Je n’ai jamais eu peur de travailler, j’aime apprendre et entreprendre. J’ai créé mon propre cabinet de conseil et je suis devenue administratrice indépendante pour différents conseils d’administration où je préside un certain nombre de comités. J’ai mené des missions supplémentaires pour EDF liées à l’acquisition de Framatome et la fermeture de la centrale de Fessenheim. J’ai également pris la présidence non exécutive pendant cinq ans de TDF, un opérateur d’infrastructures dans les télécommunications/médias. Par ailleurs, j’ai investi à titre personnel dans la startup DC Brain, qui permet de modéliser et d’optimiser les réseaux les plus sophistiqués utilisés dans le secteur de l’énergie ou de la logistique grâce à l’intelligence artificielle. Je les accompagne également sur leur vision stratégique.

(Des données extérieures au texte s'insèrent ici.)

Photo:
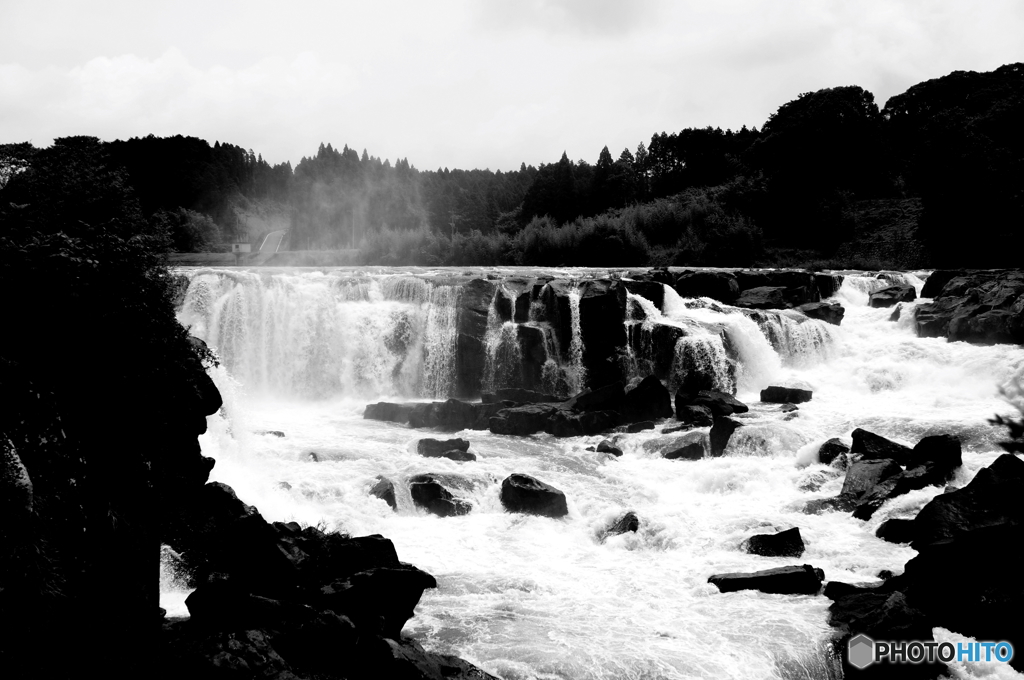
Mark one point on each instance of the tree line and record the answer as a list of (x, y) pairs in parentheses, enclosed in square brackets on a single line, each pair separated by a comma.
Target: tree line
[(700, 196)]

Par la suite, j’aimerais m’engager dans un projet plus personnel : mon rêve est d’encourager les jeunes filles à s’orienter vers les sciences.

J’ai trois conseils à la future génération de femmes :

1) Ne vous sous-estimez pas !

Si l’on vous propose un poste, c’est que l’on considère que vous êtes capable de mener à bien cette mission.
Les femmes ne sont pas moins ambitieuses que les hommes mais elles sont plus modestes. Naturellement, les femmes pensent qu’elles ne vont pas y arriver. N’hésitez pas à faire savoir, avec finesse, que vous êtes prêtes à gravir les échelons !

2) L’équilibre familial est important mais vos enfants seront fiers d’avoir une mère avec une belle carrière.

Ce n’est pas toujours facile mais c’est un pari qui vaut le coup d’être pris. Aujourd’hui, il est accepté qu’une femme travaille mais lorsqu’il s’agit d’une grande carrière, il y a encore des progrès à faire.Défaites-vous de cette culpabilité !Même si les femmes ont parfois des carrières moins linéaires que leurs collègues masculins et il ne faut pas s’inquiéter de ces « pas de côté ».

3) Travailler, ne pas avoir peur se de se lancer dans de nouvelles aventures et respecter les autres.

Ces trois qualités me paraissent souhaitables pour réussir dans sa carrière. Avec ces qualités, vous serez capables réussir dans de nombreuses situations !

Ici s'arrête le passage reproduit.